The dollar has given up all the gains it made following Trump’s presidential election win in November, and a pull-back from record highs for world stocks points to investor unease about this week’s headlines from Washington.

All of this is leading up to Trump’s trip overseas at the end of the week. A scary prospect, indeed. We wish he were not headed for the Middle East on this first trip, there is so much that can go wrong and the news that it will include an ‘inspiring yet direct’ speech, as well as a Twitter forum with young Saudis is hardly reassuring. In the run-up meeting with Turkish President Erdogan, there were no obvious gaffes, but neither was there favorable response to immediate problems (YPG & Fethullah Gülen). Trump seems to have toed the State Department line and/or the Russian one.

Beyond the turmoil in Washington, the world had other worries including North Korea‘s latest missile test on Sunday. South Korea’s new President, Moon Jae-in, is warning that there is a “high possibility” of war with North Korea. At the same time, sources are now saying that the WannaCry ransomware cyber-attack  may well be linked to North Korea. Canada did not suffer greatly from the attack, however, it was reported that the Université de Montreal was hit, with 120 of the French-language university’s 8,300 computers affected.

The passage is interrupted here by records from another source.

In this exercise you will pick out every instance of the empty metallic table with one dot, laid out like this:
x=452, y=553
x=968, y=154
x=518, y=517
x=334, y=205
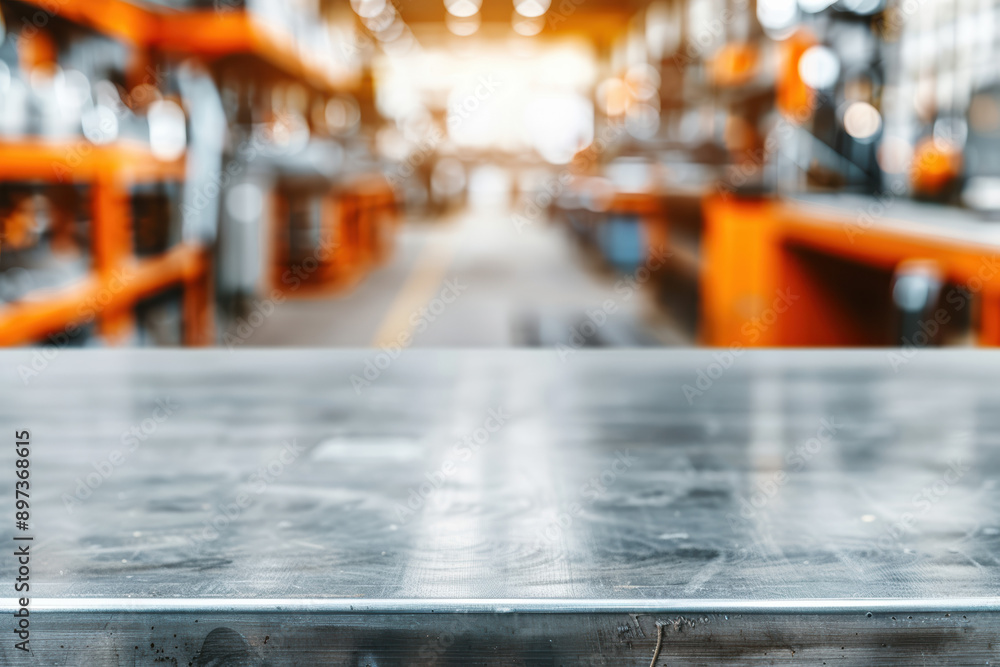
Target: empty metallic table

Meanwhile,  China was playing host over the weekend to the massive Belt and Road Forum (BRF) also known as the new Silk Road. Thirty heads of state were present including Duterte of the Philippines and Vladimir Putin.  Commentators are skeptical (See  Chinese foreign policy: Reviving the Silk Road and What Did China Accomplish at the Belt and Road Forum?)

Cause for celebration. France has installed a new (refreshingly young) President, who is firmly committed to the EU. He has a tough road ahead, with the challenge of forming a real party to successfully compete in the forthcoming parliamentary elections. Now, Austrian Foreign minister Sebastian Kurz wants to emulate Emmanuel Macron’s success. Pretty soon, Justin Trudeau will look like an elder statesman.
In Canada, we  celebrate Minister Marc Garneau’s introduction of a Passenger Bill of Rights  which  spells out clearly: people who are legitimate passengers can’t be denied boarding or [be] removed from the plane against their will.  We welcome the news that the bill also will prevent airlines from charging parents to sit next to their children if the kids are under the age of 14 (something we have found to be completely outrageous), and will have to create new standards for transporting musical instruments. To our delight, we found that
There will also have to be compensation for lost or damaged bags. Airlines will have to spell out what they will do for passengers who are delayed due to situations within an airline’s control, as well as how they will ensure passengers complete their travel if they are delayed due to weather.
The bill also will prevent airlines from charging parents to sit next to their children if the kids are under the age of 14, and will have to create new standards for transporting musical instruments. To our delight we learned that ‘United Breaks Guitars’ singer says airline passenger bill of rights signals positive direction
In the wake of a flurry of news items about Air Canada’s shoddy treatment of passengers, this is welcome news.

Aren’t we lucky to have Peter Berezin with us tonight – he has recently written that “Steady growth and falling unemployment will reduce support for populist parties over the coming 12 months. This will help keep global equities in an uptrend. Beyond then, the clouds are likely to darken.” He has an unfortunate habit of being correct.